NATO ready to lend more help to AU in Darfur
June 8, 2006 (BRUSSELS) — NATO Secretary-General Jaap de Hoop Scheffer welcomed on Thursday a request by the African Union for more logistical help for its troops in Sudan’s Darfur region, saying the alliance would study what it could do.
The under-financed and ill-equipped African Union has 7,000 troops and monitors in Darfur, who are the only bulwark against atrocities in the region where ethnic cleansing has driven 2.5 million people from their homes.
NATO has been supplying airlift and training to AU troops and made it clear it would extend that support if an AU request — about which Sudan is apprehensive — was forthcoming.
De Hoop Scheffer said he received a letter this week from AU chief Alpha Oumar Konare requesting an extension of help and added that he had put Konare’s request to a meeting of alliance defence ministers in Brussels.

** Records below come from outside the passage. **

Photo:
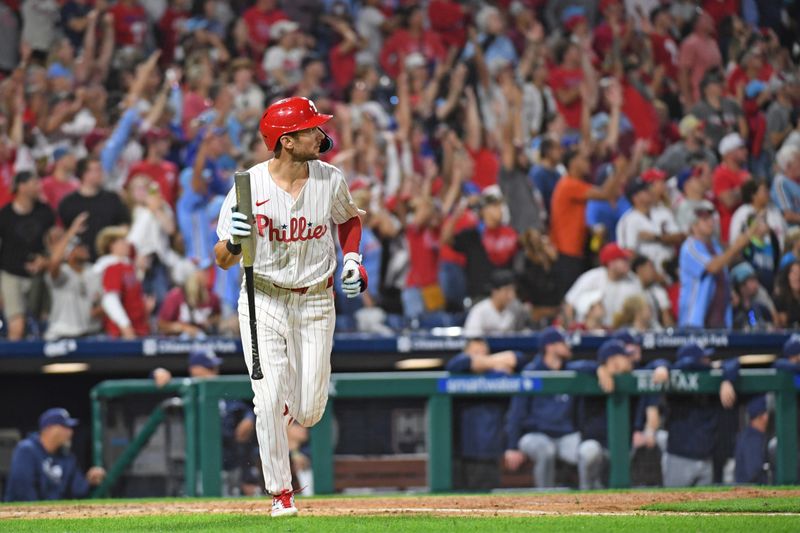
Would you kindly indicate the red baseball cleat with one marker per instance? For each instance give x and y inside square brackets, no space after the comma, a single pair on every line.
[283,504]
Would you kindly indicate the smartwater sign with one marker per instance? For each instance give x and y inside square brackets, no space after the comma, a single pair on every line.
[480,384]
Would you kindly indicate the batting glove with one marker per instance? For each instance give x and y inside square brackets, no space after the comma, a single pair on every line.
[240,228]
[354,275]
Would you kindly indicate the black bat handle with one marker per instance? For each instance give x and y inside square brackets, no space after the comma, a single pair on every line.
[251,305]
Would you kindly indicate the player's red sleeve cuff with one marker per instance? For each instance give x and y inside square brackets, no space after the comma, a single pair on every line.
[350,235]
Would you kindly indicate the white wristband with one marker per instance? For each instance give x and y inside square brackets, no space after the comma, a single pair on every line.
[352,255]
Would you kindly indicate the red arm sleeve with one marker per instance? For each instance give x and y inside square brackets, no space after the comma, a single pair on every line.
[350,235]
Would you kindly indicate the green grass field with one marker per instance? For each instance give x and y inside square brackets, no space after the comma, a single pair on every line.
[765,510]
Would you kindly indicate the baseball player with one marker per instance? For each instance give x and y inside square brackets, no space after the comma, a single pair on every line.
[295,198]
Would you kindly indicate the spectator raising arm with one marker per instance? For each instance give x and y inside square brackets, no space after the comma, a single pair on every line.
[718,262]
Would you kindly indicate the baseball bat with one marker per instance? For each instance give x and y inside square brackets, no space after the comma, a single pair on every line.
[244,203]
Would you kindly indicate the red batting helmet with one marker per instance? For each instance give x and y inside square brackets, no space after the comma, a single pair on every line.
[290,115]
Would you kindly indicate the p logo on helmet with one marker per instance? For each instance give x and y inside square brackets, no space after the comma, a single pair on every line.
[290,115]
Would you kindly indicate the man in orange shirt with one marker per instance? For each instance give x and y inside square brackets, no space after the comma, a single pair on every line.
[568,213]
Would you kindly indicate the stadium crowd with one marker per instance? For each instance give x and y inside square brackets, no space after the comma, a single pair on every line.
[588,164]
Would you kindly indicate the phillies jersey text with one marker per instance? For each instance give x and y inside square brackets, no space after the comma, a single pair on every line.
[294,245]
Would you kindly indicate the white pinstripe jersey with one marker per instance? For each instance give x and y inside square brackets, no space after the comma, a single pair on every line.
[294,240]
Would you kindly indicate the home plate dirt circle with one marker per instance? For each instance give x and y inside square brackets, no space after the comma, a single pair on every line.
[567,503]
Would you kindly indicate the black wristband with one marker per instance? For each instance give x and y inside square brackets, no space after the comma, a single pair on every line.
[234,249]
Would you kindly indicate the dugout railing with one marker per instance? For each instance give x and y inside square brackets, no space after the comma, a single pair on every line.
[204,433]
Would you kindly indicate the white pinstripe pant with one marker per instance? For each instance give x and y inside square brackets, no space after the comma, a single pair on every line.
[295,336]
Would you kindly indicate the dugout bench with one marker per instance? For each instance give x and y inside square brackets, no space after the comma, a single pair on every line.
[201,398]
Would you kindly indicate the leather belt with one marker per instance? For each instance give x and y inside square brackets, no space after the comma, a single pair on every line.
[303,290]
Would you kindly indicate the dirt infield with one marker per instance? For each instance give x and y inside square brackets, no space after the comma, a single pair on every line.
[569,503]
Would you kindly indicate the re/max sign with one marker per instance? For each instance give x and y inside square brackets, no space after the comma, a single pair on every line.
[677,381]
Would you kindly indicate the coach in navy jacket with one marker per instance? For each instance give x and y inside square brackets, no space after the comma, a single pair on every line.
[541,427]
[43,469]
[480,421]
[693,419]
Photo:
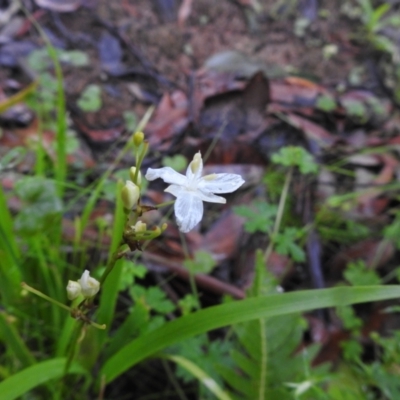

“We are now moving on with this,” he said after the meeting, adding that NATO logistical support could range from advice on operations to help in setting up an operations centre.
U.N. Security Council members in Addis Ababa on Wednesday to consult with AU officials were told Konare wanted support such as transport and communications from Western nations and had said he wrote a letter to NATO outlining AU needs.
They said Konare stressed he did not want Western soldiers on the ground, who Sudanese officials say they would regard as invaders.
The AU mission is expected to transition to a U.N. force by the end of the year as long as Sudan gives its consent.